Lead me to what I want



There has been a different sound coming out of Congress since the election.  They are talking like maybe they'd like to cut a deal on the deficit and taxes.

But this is Congress, and they don't mean it.  What they are doing is making is sound like they want to cut a deal when they really don't want it.

I don't know if Speakeasy Boehner is going to get his shock troops in line for anything, but he doesn't sound any different than he did six months ago:

"This framework can lead to common grounds, and I hope the president will respond today in that same spirit," Boehner said. "This is an opportunity for the president to lead. This is his moment to engage the Congress and work towards a solution that can pass both chambers."

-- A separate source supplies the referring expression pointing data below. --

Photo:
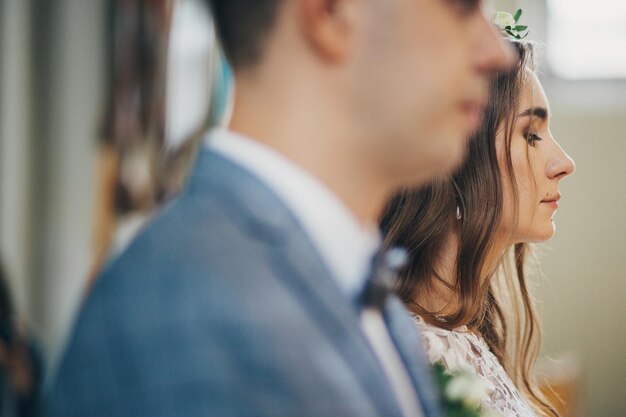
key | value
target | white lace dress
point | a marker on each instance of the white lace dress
(463, 350)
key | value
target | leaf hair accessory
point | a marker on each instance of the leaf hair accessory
(507, 23)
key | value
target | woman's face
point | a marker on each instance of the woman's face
(539, 164)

Implicit in that statement, however, was the idea that raising taxes on the wealthiest 2 percent of Americans could not pass the House, although in exit polls at Tuesday's elections, about 6 in 10 voters said they favored that approach. The statement also assumes that Democrats should abandon a position, favored by voters, that already represents a significant compromise from their original position.

 So, in essence, what Boehner is saying here is that the President has the opportunity to lead, provided he does it our way and gives us exactly what we want now, which is the same thing that we wanted before the election.

Screw him.

Which is essentially what Paul Krugman is saying: Let's Not Make a Deal


Both the Bush-era tax cuts and the Obama administration’s payroll tax cut are set to expire, even as automatic spending cuts in defense and elsewhere kick in thanks to the deal struck after the 2011 confrontation over the debt ceiling. And the looming combination of tax increases and spending cuts looks easily large enough to push America back into recession.

Nobody wants to see that happen. Yet it may happen all the same, and Mr. Obama has to be willing to let it happen if necessary. 

Why? Because Republicans are trying, for the third time since he took office, to use economic blackmail to achieve a goal they lack the votes to achieve through the normal legislative process. In particular, they want to extend the Bush tax cuts for the wealthy, even though the nation can’t afford to make those tax cuts permanent and the public believes that taxes on the rich should go up — and they’re threatening to block any deal on anything else unless they get their way. So they are, in effect, threatening to tank the economy unless their demands are met.
What else is new?  Is there a light at the end of the tunnel, or is that just the light of the train that's coming full-speed to run us off the rails?